Sir Samuel Romilly (1757-1818) Politician and lawyer, a leading light in attempts to abolish slavery and restrict the death penalty.

King George III (1738-1820) Found renewed fame in the film 'The Madness of King George'. Suffered from bouts of madness caused probably by a kidney problem. As a result of this the reins of power were handed to his son in 1811 as Prince Regent.

The Prince Regent, later King George IV (1762-1830) Made Prince Regent due to  the incapacity of his father George III in 1811. He was one of the guests at Wellesley-Pole's grand fete at Wanstead House to celebrate the Duke of Wellington's victory against Napoleon. Regarded as dandyish and indolent his popular appeal nosedived with the trial of his wife Queen Caroline for adultery followed by her exclusion from the Coronation in 1821.

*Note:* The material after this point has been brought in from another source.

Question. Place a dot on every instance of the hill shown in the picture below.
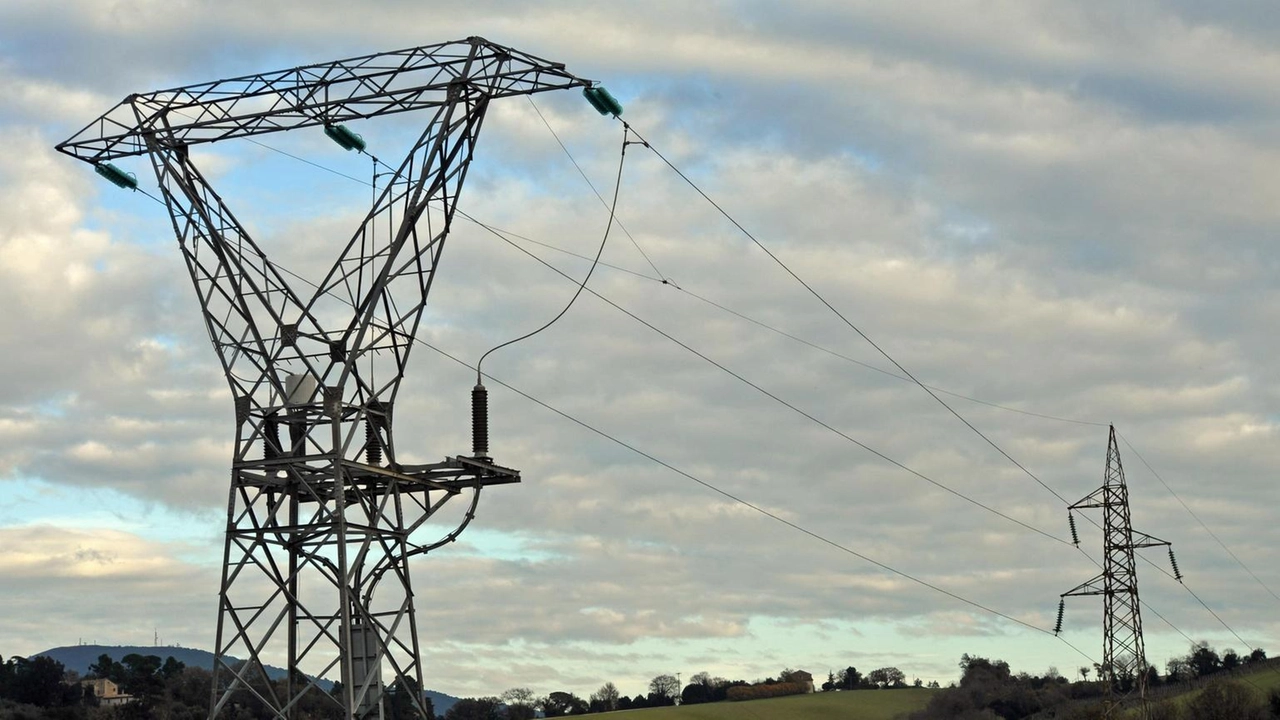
(78, 657)
(853, 705)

From the Auction Catalogue of the contents of Wanstead House (1822)

WANSTEAD HOUSE, ESSEX.  Magnificent Furniture, Collection Of Fine Paintings And Sculpture, Massive Silver & Gilt Plate, Splendid Library Of Choice Books, The Valuable Cellars Of Fine-Flavoured Old Wines, Ales etc. etc.

A Catalogue Of The Magnificent And Costly Furniture Of The Princely Mansion, Wanstead House, Consisting Of Grand Costly State Bedsteads, With Rich Velvet, Silk, Damask, And Other Furnitures; Window Curtains And Hangings; Excellent Bedding;

Splendid Suites Of Drawing And Ball Room Curtains Of Genoa Velvet, Damasks, And Silks, Trimmed With Gold Lace; Couches, Sofas, And Chairs, To Correspond; Beautiful Axminster Carpets; Brilliant Plates Of Glass; Set Of Oriental Ebony Chairs And Sofas; Screens And Cabinets; Rare Old China, And Rich Cut Glass; A Variety Of Parisian And Buhl Cabinets And Bookcases; Magnificent Library Tables; Cabinet Articles Of Every Description; Elegant Clocks; Superb Chandeliers; Full-Sized Billiard Table; Splendid Services Of Massive Rich Chased And Gilt Silver Plate, About 22,000 Ounces, In Useful And Ornamental Articles; Valuable Agate-Handle Knives And Forks; Exquisite Carvings In Ivory, Superbly Mounted; Magnificent Plateau, etc.

A Valuable Collection Of Fine Paintings And Sculpture, By Italian, Flemish, And English Masters; Bronzes, Casts From The Antique, Splendid Gobelin Tapestry, Damask And Velvet Hangings, etc. Library Of Ancient And Modern Books, Elegantly Bound, Embracing Many Early Specimens Of Typography, Continued By Every Work Of Celebrity To The Present Day; Also Abounding In The Graphic Art, With The Most Choice Impressions From The Foreign And English Schools.

The Choice Fine-Flavoured Old Wines, In Wood And Bottle; Capital Home-Brewed Ale; Fixtures; Two Fire Engines; Brewing And Dairy Utensils; Garden Lights And Tools; Green House Plants; Pleasure Boats, Punts; Capital Harness; And A Variety Of Other Articles, The Whole Forming An Assemblage Of The Most Valuable Property Ever Offered To The Public: Which, By Order Of The Trustees, Will Be Sold By Auction, By Mr. Robins, (Of Warwick House, Regent Street) On The Premises, Wanstead House, On Monday, 10th June, 1822, And 31 Following Days, Saturdays And Sundays Excepted, At Eleven O'Clock.